An dieser Stelle ist das, was am leichtesten passiert, „es sieht aus, als würde es fallen, aber es zieht plötzlich hoch; es sieht aus, als würde es steigen, aber es wird plötzlich abverkauft“. Das Positionsmanagement ist wichtiger als die Richtung zu erraten.
Am 16. September wird die Fed den Zinsentscheid sowie die Wirtschaftsprognosen veröffentlichen,
am 17. kommen dann Beschäftigungs- und Daten aus dem verarbeitenden Gewerbe. Der Markt kann die Preise sehr leicht schon vorab anhand der Daten neu bewerten.
Derzeit ist die Erwartung für eine Zinserhöhung um 25 Basispunkte bereits sehr hoch. Daher ist die Zinserhöhung an sich vielleicht nicht die größte negative Überraschung. Das, wovor man wirklich aufpassen muss, ist, dass Powell und das Dot-Plot über die Erwartungen hinaus eher hawkisch ausfallen. Dazu kommt, dass sowohl der Ölpreis als auch die Rendite der 10-jährigen US-Staatsanleihen auf hohem Niveau sind; der kurzfristige Druck auf riskante Assets ist daher immer noch relativ groß.

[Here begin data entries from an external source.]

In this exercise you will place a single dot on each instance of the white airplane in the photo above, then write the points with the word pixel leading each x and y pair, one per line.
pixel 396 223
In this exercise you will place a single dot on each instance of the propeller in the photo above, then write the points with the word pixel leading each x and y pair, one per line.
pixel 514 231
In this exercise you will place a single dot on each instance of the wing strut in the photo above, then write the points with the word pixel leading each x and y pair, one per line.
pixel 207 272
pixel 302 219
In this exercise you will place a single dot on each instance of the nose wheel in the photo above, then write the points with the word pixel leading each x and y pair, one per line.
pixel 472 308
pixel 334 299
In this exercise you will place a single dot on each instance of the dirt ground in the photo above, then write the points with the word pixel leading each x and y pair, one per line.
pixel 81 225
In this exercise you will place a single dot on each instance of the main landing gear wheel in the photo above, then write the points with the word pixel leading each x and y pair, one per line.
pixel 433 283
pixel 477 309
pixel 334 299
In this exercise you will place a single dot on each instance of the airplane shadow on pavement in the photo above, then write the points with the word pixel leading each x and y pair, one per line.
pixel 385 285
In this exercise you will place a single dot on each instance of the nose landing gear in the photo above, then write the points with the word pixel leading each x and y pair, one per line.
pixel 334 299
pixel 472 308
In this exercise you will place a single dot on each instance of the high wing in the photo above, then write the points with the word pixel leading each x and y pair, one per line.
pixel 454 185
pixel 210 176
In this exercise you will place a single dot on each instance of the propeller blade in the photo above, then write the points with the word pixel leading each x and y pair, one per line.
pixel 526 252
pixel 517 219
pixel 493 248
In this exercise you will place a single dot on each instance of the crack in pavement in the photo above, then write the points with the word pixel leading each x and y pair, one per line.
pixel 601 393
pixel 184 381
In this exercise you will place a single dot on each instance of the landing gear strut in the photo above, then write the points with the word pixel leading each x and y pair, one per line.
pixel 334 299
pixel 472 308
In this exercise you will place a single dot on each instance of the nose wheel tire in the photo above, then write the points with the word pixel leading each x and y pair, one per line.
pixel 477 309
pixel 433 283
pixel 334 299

$BTC : Unterschreitet 75.000: Das zeigt, dass der heutige Tiefpunkt-Orderflow nicht länger trägt. Nicht sofort hinterher billig nachkaufen—zuerst absichern, dass es nicht noch weiter abwärts geht. Zurück über 77.000–78.000: Das zeigt, dass der Verkaufsdruck nachlässt. Dann kann man auf einen Rücksetzer warten und erst nach Bestätigung über Long nachdenken. Durchbricht 78.000 und hält sich darüber: Das sieht dann eher nach einer echten Reparatur aus. Kurzfristige Short-Positionen sollte man deutlich vorsichtiger behandeln.
$ETH : Unterhalb von etwa 2.350: Die Struktur bleibt weiterhin eher schwach—erstmal nicht verbissen dagegenkaufen. Wieder über 2.450–2.500: Das zeigt, dass die Erholungsstärke deutlich zunimmt. Durchbruch über 2.500 und hält sich darüber: Erst dann gilt als wirklich, dass die kurzfristige Schwäche zurückgedreht wurde. Ich persönlich werde diese Woche nicht auf eine einzige Richtung starr fixiert sein. Vor dem FOMC gibt es möglicherweise noch weiteres Seitwärts-Spülen, nach dem FOMC entscheidet sich dann die echte Richtung.
An dieser Stelle ist das, was am leichtesten passiert, „es sieht aus, als würde es fallen, aber es zieht plötzlich hoch; es sieht aus, als würde es steigen, aber es wird plötzlich abverkauft“. Das Positionsmanagement ist wichtiger als die Richtung zu erraten.